Vladimir Putin’s plan to eliminate all “matryoshka” autonomies has stalled at the political level. Nevertheless, Moscow is using a reorganization of its oil and gas agency to downgrade the status of the Khanty-Mansiysk Autonomous District (AD) and the Yamalo-Nenets AD, which are surrounded by the larger Tyumen Oblast. Indeed, according to Larisa Rychkova, a URA.ru analyst, “for Moscow, the ‘Tyumen matryoshka’ no longer exists.” Yet, what is “unprecedented” about all this, she argues, is that this latest move also represents “a terrible threat” to Tyumen because it means that Russia’s real “oil capital” will be Yekaterinburg rather than in any of the aforementioned three (ura.ru/content/tumen/26-11-2013/articles/1036260799.html).

Last week, Russia’s Ministry of Natural Resources and Ecology announced that by April 2014 it will divide the country into 11 districts that Rosnedr, the federal agency that oversees oil and gas extraction, will use in place of its offices in federal subjects. While this may appear to outsiders as a simple act of bureaucratic housekeeping, the three governors of the Tyumen “matryoshka” immediately recognized its political consequences and are opposing it behind the scenes. 

The three saw this move by Moscow as a threat to their prerogatives and power because it would concentrate control over the most important part of their economies even though they are far more important producers than Yekaterinburg, where the new office would be located. Indeed, last year, the three produced 50 percent of Russia’s oil and 90 percent of Russia’s gas, giving them the kind of economic clout that for five years has blocked Putin’s plan to combine them into a single federal subject.

But now, the Kremlin, by depriving the three federal subjects of their longstanding role in the management of this sector, will force all three governors to go to Yekaterinburg. The latter will handle all the lucrative auctions in this sector.  And the three “matryoshka” units will be so weakened that Moscow may finally be able to combine them—but in such a weakened state that even the Tyumen leadership will remain opposed to such a step.
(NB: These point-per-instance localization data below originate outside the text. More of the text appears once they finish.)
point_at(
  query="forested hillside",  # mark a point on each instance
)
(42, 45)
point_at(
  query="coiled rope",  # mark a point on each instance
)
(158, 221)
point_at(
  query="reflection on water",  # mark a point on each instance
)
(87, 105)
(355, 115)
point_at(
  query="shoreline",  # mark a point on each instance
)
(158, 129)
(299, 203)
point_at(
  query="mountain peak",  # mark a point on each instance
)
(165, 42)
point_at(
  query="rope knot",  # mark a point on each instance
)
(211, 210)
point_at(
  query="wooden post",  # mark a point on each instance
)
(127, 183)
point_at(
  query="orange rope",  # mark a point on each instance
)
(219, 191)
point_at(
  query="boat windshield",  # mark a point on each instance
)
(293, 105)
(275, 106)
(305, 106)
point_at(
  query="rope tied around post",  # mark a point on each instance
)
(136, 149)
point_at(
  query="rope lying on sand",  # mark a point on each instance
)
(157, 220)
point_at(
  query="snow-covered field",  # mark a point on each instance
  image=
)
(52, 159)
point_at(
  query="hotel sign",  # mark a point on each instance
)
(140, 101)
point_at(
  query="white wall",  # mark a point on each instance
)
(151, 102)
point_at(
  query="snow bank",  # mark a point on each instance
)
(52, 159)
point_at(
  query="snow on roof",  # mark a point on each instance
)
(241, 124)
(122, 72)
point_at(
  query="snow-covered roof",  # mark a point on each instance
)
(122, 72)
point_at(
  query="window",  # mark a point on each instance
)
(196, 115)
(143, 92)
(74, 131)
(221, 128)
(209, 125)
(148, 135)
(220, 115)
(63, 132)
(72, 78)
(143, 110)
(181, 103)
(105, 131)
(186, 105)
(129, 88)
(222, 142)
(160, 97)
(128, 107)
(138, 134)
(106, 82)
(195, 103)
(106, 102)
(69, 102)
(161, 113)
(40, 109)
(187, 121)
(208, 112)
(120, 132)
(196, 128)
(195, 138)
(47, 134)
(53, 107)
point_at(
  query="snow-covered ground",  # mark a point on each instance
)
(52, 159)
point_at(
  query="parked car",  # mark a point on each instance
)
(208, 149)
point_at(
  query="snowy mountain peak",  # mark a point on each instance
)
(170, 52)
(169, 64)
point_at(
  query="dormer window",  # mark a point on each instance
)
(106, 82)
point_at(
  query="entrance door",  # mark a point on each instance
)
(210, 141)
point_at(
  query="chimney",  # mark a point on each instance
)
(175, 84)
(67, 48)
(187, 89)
According to URA.ru’s Rychkova, this “reform” was dreamed up in Moscow in order to ensure that “the ‘Tyumen matryoshka’ [...] will lose its status as the chief oil and gas province of Russia.” Such a step will allow Moscow to further centralize power and weaken the federal subjects involved “by using the logic of an imperial bureaucracy” and appointing someone to oversee Moscow’s interests “who does not have any connection” with the sector over which he is nominally in charge.

The immediate result is that the struggle against regional consolidation is now taking place behind the scenes in the offices of the Ministry of Natural Resources and Ecology. And the best measure of how it is going, Ruchkova says, will be the number of oil and gas geologists who have been working for the federal subject governments but who may now choose to offer their services to private companies.